While the Congress’s internal differences may have given it a free pass this time, the issue of FDI in retail should also serve as a wake-up call for the BJP

FDI: BJP’s diffidence and fear is baffling, befuddling

While the Congress’s internal differences may have given it a free pass this time, the issue of FDI in retail should also serve as a wake-up call for the BJP. Since 2004, the party has tied itself in knots in articulating a coherent economic policy.

Knee-jerk opposition to reform — FDI in retail and perhaps insurance being prime examples — is everyday politics for many Indian parties. Most of them conform to some sort of socialism.
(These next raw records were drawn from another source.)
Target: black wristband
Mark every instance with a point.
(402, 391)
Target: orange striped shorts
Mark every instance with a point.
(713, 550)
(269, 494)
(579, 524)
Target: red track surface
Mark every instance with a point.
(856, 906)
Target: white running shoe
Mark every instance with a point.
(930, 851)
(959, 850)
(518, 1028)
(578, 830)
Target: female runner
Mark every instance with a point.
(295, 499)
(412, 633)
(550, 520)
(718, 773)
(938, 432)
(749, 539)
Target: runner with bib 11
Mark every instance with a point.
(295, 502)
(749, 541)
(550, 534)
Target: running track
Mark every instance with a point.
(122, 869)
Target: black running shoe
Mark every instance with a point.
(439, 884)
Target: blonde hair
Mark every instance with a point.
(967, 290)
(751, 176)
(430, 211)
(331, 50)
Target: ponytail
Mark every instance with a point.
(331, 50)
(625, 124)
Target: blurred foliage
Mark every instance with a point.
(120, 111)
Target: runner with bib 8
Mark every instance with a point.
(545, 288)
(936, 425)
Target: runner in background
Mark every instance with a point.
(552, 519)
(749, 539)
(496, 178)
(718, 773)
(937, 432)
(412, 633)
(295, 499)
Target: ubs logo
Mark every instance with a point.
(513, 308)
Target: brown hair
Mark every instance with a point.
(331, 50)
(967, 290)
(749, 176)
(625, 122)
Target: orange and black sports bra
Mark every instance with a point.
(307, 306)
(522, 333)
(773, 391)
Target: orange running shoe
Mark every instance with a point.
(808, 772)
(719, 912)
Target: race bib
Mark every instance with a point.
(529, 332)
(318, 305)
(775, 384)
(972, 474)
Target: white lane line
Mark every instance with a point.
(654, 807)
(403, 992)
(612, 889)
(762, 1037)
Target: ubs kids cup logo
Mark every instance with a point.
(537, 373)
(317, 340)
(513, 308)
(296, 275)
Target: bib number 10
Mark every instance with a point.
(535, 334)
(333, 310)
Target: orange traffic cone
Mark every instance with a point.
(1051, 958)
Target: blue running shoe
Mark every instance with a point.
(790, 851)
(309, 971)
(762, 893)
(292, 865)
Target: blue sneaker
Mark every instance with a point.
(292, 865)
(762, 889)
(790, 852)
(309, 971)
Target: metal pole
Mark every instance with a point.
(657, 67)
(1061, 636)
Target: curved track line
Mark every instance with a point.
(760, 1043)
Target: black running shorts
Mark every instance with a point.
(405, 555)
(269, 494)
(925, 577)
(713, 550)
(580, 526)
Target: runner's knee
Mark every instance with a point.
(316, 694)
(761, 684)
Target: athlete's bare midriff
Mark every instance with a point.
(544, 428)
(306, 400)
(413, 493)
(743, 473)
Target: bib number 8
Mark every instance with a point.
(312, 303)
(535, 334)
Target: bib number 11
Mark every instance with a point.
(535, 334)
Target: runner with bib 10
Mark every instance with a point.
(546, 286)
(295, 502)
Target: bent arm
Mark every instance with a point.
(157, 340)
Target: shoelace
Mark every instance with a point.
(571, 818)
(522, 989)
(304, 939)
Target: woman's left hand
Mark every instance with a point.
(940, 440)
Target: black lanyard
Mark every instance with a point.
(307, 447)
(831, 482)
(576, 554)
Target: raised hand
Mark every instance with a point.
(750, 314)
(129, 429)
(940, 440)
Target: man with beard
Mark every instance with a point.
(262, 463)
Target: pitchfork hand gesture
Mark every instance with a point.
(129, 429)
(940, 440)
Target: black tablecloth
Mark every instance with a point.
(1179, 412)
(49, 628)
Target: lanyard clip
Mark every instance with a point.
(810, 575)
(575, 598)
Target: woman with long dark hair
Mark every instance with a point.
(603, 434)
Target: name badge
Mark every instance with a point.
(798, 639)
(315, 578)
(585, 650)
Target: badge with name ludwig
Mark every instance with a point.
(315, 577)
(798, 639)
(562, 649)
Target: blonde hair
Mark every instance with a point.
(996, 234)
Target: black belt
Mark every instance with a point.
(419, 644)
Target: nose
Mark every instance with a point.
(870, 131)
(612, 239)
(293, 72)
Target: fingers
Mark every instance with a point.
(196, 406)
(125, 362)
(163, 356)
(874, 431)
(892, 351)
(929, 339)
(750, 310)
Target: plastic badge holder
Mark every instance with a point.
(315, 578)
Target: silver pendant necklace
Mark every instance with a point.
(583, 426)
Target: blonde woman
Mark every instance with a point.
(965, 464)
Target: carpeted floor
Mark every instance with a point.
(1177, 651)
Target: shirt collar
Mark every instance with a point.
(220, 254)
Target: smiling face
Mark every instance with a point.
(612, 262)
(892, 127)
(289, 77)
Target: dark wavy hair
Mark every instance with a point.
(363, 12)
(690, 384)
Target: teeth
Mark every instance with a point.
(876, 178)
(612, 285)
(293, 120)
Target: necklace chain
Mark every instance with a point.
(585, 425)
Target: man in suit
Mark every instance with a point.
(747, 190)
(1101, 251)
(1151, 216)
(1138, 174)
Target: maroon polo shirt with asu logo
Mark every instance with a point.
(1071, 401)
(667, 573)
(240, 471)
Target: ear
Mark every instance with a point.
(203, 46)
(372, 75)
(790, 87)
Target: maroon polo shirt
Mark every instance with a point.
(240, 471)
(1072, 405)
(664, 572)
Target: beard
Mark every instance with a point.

For the BJP, on the other hand, commitment to a greater role for the market, a rollback of the state and aggressive deregulation can be a badge of compelling pan-Indian distinctiveness.
Why is this distinctiveness important for the BJP? It is not just a theoretical indulgence and a concession to some textbook definition of the ‘right’. Rather, it is rooted in electoral reality.

Lok Sabha elections today are an aggregate of state elections. Regional parties get the bulk of the votes. A national party that leads an alliance gets a thin incremental vote spread across the country. More than that, it gives its alliance/coalition a platform and an identity. It does so by formulating national-level policies appropriate to its chosen world view.

The Congress has done this by promoting welfare and dole initiatives such as the National Rural Employment Guarantee Programme.    

It has placed itself firmly left-of-centre. Similarly, there is a vast space to the right of the polity just waiting to be occupied — but the BJP resolutely refuses to occupy it.

Take the retail issue. The BJP’s initial and completely non-nuanced hostility came from Murli Manohar Joshi and Uma Bharti. It was only a few days later that Arun Jaitley made a more wholesome intervention, couched in reformist language even if you disagreed with some points. This attempted to fight off the idea that the entirety of the BJP top brass was being deliberately Luddite.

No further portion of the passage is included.